利用可能性ヒューリスティックとは?意味と心理学的な定義・概要
利用可能性ヒューリスティックとは、人が物事の頻度や確率を判断する際に、思い浮かびやすい事例や記憶に基づいて判断する傾向のことです。これは認知バイアスの一種で、ダニエル・カーネマンとエイモス・トヴェルスキーによって提唱されました。
利用可能性ヒューリスティックの仕組み|脳が誤解する確率判断のプロセス
私たちの脳は、情報処理の効率化のために様々な「近道」(ヒューリスティック)を使います。利用可能性ヒューリスティックの場合は
- 思い出しやすい出来事を、頻繁に起こると考える
- 最近経験した記憶に過度に影響される
- メディアやSNSでよく触れる事柄を過大評価する
利用可能性ヒューリスティックの具体例|日常・投資・健康に潜む誤判断
以下のような日常的な例で利用可能性ヒューリスティックが働いています:
- 飛行機事故のニュースを見た後、飛行機の危険性を過大評価する。実際には自動車事故の方がはるかに多く、死亡者数でみれば圧倒的に飛行機のほうが安全である。
- 身近な人が病気にかかると、その病気の発生率を高く見積もる
- 最近読んだ本や見た映画の影響を受けて、関連する事柄の発生確率を高く見積もる
- 投資判断において最近のニュースや成功事例に影響される
利用可能性ヒューリスティックを防ぐ方法|正しい意思決定のための対策
このバイアスに対処するためには、以下のような方法が有効です
- 統計データや客観的事実に基づいて判断する習慣をつける。
- 複数の情報源から情報を集め、バランスの取れた視点を持つ。
- 自分の判断に疑問を持つ。自身にバイアスが掛かっていることを疑う。
- 重要な意思決定の前に時間をおく。感情的な判断はバイアスを伴うことが多い。
利用可能性ヒューリスティックのまとめ|バイアスを理解して賢く判断する
利用可能性ヒューリスティックは、私たちの日常的な判断から重要なビジネス決定まで広く影響を及ぼしています。これは人間が手近な例に対して重きをおいてしまうことから発生します。
このバイアスを認識し対策を講じることで、より合理的な意思決定ができるようになります。

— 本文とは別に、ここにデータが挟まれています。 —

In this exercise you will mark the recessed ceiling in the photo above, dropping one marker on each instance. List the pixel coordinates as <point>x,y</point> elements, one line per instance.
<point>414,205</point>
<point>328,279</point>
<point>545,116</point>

利用可能性ヒューリスティックを理解することは、日々の判断や意思決定において非常に重要です。特にメディアの影響が強い現代社会では、センセーショナルなニュースに触れることで、実際よりもリスクを過大評価してしまうことがあります。冷静な判断のためには、感情に流されず、統計的な事実に基づく思考を心がけましょう。
米田語解説
利用可能性ヒューリスティック、実生活での典型例はやっぱり保険だなー。
「知人友人ががんや長期入院になった、心配になってがん保険・医療保険に入った」
というやつ。正直なところ、知人友人がそのような状況になっても、あなたが同じ状況になる確率って上がらないのよ。
※厳密には近しい家族だと遺伝的な要因がからむため、事前確率が高くなるという疾患もあるけどね。
でも友達くらいなら自分の健康には関係ないでしょ?これが日常生活での典型的な利用可能性ヒューリスティックとその結果だと思う。保険は感情で入るものではない、実利で入るもの。ちなみに保険の営業さんはこのあたりの心理的テクニック、ガンガンに利用してくるから気をつけてね。
「身近にがんや長期入院になった人、いませんか?」
そりゃ探せばいるでしょうよ。いますと答えると
「今や2人に1人が〜」とか始まります。「います」って言わせて、そこから話をつなげるのが彼らのテクニックだ。
保険などの契約を判断するときは感情ではなく事実に基づいて考えること。「ある人に起こったこと」ではなく、「統計的にどれくらいの確率で起こるのか」を重視すべき。少なくとも、保険を売っている会社はその統計をしっかりと持っている。
感情で決めるとバイアスの餌食、数字で決めると賢明な判断。
ヒューマンさん×エコノさん劇場
ヒューマンさん(人間代表):昨日映画で007見たんだよー。なんだか朝から視線を感じる・・・。